Hstore is a [PostgreSQL data type](http://www.postgresql.org/docs/9.3/static/hstore.html)
that allows storing arbitrary key-value pairs. It needs to be installed on
the database with ``CREATE EXTENSION hstore;``

osm2pgsql has five hstore options

* ``--hstore`` or ``-k`` adds any tags not already in a conventional column to
  a hstore column. With the standard stylesheet this would result in tags like
  highway appearing in a conventional column while tags not in the style like
  ``name:en`` or ``lanes:forward`` would appear only in the hstore column.

* ``--hstore-all`` or ``-j`` adds all tags to a hstore column, even if they're
  already stored in a conventional column.
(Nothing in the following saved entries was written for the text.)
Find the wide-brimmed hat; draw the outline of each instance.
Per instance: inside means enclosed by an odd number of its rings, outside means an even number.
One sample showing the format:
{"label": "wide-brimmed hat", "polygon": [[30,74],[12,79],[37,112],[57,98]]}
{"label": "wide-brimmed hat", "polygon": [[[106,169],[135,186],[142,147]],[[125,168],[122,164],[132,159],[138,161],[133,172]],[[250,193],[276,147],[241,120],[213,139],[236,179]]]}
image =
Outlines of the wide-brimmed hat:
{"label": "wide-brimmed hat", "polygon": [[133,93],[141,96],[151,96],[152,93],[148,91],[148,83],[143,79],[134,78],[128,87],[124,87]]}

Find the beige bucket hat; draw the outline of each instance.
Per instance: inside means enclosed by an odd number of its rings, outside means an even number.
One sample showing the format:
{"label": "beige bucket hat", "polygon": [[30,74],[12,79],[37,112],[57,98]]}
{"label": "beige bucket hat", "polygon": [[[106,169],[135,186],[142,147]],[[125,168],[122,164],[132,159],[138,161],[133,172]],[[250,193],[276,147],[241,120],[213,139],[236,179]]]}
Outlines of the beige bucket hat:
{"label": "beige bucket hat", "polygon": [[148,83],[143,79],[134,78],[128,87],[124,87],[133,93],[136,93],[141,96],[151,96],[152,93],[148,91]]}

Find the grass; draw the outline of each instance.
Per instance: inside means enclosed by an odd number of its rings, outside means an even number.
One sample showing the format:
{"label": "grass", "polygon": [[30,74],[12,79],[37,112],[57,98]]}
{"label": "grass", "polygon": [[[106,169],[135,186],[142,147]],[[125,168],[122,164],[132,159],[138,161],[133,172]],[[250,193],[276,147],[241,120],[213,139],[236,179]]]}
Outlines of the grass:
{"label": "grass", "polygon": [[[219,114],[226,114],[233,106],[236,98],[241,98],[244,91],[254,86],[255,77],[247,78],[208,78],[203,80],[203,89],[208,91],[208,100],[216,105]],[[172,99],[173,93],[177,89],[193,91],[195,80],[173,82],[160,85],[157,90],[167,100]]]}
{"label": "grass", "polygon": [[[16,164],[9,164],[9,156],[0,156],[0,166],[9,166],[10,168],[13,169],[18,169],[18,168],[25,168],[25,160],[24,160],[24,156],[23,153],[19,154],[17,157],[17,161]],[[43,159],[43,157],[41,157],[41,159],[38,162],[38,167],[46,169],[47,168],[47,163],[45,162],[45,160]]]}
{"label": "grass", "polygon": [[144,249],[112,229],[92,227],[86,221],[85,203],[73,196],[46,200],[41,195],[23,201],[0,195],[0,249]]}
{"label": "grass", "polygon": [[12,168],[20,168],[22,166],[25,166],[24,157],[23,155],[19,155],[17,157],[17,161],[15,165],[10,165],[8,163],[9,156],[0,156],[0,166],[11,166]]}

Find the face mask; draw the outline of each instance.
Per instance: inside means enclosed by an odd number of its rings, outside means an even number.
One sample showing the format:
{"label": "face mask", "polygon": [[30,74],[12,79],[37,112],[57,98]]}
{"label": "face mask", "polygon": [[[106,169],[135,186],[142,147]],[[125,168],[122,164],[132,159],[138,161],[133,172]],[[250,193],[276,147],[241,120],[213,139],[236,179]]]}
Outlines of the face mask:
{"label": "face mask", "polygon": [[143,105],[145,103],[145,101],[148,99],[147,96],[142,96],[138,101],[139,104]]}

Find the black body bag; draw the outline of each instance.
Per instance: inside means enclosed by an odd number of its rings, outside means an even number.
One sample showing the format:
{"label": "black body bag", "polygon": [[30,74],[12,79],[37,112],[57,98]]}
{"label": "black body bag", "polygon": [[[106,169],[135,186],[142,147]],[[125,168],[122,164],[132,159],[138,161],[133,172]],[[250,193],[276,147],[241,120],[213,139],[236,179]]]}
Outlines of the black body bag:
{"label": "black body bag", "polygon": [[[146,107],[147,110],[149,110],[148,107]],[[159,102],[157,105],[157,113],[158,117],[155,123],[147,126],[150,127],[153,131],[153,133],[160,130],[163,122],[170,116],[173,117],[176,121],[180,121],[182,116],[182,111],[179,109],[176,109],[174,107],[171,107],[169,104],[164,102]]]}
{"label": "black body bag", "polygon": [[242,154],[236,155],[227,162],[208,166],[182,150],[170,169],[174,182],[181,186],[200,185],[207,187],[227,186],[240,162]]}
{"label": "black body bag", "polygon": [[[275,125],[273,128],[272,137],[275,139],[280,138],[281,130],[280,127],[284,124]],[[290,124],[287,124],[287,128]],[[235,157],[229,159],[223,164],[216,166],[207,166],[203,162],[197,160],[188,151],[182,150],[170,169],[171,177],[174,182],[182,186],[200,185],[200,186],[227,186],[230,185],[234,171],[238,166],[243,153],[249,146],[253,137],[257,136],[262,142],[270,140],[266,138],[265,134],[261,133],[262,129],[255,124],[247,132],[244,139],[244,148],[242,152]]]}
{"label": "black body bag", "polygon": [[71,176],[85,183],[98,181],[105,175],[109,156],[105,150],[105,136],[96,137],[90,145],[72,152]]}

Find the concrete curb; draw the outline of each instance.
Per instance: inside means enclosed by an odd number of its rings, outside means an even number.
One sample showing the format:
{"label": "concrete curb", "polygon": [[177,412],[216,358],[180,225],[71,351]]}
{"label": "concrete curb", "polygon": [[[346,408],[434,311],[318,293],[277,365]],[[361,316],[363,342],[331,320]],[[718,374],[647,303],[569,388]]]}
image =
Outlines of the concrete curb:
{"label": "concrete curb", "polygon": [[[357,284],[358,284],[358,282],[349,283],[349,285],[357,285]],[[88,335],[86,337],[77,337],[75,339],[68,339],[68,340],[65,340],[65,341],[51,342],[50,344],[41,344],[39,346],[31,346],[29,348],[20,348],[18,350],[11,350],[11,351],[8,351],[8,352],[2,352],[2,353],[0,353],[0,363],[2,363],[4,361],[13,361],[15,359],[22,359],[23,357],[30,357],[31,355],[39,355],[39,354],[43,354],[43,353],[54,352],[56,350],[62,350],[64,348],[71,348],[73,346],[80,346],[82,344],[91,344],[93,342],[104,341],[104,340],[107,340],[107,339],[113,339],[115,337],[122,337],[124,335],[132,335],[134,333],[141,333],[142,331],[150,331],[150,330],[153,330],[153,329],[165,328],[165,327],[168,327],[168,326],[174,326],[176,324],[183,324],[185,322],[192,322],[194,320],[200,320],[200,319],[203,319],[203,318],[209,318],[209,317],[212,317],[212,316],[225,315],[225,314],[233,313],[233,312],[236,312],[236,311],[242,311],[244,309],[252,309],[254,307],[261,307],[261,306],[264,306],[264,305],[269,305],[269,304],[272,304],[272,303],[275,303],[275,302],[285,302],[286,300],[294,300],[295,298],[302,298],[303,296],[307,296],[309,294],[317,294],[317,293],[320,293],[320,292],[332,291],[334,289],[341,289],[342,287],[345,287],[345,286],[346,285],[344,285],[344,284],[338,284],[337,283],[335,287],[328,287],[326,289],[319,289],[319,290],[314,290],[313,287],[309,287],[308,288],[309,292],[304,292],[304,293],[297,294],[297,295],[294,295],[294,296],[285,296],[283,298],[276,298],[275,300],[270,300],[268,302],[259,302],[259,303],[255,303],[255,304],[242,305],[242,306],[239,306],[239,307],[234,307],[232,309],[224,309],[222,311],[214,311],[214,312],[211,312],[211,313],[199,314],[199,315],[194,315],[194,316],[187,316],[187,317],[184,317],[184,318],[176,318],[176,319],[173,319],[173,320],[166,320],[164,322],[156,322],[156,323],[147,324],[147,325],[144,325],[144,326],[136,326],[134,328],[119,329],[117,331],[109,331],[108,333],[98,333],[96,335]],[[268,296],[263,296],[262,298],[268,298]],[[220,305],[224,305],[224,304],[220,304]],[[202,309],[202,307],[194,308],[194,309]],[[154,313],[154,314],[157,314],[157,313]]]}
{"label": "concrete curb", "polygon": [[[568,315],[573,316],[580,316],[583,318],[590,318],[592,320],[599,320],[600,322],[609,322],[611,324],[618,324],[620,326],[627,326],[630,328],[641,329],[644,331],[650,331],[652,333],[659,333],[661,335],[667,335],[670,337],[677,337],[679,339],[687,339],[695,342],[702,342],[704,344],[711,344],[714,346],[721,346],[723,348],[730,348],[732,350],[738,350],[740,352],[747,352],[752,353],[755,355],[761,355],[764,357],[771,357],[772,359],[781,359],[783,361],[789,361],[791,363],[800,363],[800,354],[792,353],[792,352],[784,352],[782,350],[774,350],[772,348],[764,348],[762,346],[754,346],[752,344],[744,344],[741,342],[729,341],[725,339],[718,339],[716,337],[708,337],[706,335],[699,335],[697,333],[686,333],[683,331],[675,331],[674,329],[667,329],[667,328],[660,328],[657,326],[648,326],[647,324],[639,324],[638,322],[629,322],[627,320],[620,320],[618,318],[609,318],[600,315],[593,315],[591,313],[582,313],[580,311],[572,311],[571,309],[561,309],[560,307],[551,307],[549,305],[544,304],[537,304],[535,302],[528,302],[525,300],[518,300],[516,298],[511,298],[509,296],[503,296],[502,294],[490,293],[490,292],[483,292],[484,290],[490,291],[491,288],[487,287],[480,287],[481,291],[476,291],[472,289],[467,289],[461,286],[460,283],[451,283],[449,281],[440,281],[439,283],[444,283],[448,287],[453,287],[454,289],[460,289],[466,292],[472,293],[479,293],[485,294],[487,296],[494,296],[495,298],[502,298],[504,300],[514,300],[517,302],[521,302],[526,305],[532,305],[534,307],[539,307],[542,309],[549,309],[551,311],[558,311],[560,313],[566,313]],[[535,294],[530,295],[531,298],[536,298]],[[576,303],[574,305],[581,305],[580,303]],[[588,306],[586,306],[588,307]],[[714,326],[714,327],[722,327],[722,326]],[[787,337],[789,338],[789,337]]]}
With the standard stylesheet this
  would result in tags like highway appearing in conventional column and the
  hstore column while tags not in the style like ``name:en`` or
  ``lanes:forward`` would appear only in the hstore column.

* ``--hstore-column`` or ``-z``, which adds an additional column for tags
  starting with a specified string, e.g. ``--hstore-column 'name:'`` produces
  a hstore column that contains all ``name:xx`` tags

* ``--hstore-match-only`` modifies the above options and prevents objects from
  being added if they only have tags in the hstore column and no conventional
  tags.

* ``--hstore-add-index`` adds a GIN index to the hstore columns. This can
  speed up arbitrary queries, but for most purposes partial indexes will be
  faster.

Either ``--hstore`` or ``--hstore-all`` when combined with ``--hstore-match-only``
should give the same rows as no hstore, just with the additional hstore column.

Hstore is used to give more flexibility in using additional tags without
reimporting the database, at the cost of a
[less speed and more space.](http://paulnorman.ca/blog/2014/03/osm2pgsql-and-hstore/)

## Projection options

* ``--latlong``, ``--merc``, or ``--proj`` are used to specify the projection
  used for importing. The default, ``--merc`` is typically used for rendering,
  while ``--latlong`` can offer advantages for analysis. Most stylesheets
  assume ``--merc`` has been used.

## Output data options

* ``--multi-geometry`` skips an optimization for rendering where PostGIS
  MULTIPOLYGONs are split into multiple POLYGONs. ``--multi-geometry`` can be
  used to [avoid some labeling issues at the cost of speed](http://paulnorman.ca/blog/2014/03/osm2pgsql-multipolygons/).
  It is also typically required for [analysis](analysis.md).

* ``--keep-coastlines`` disables a hard-coded rule that would otherwise
  discard ``natural=coastline`` ways.

* ``--exclude-invalid-polygon`` prevents osm2pgsql from attempting to form
  valid polygons from invalid ones and just rejects the invalid ones.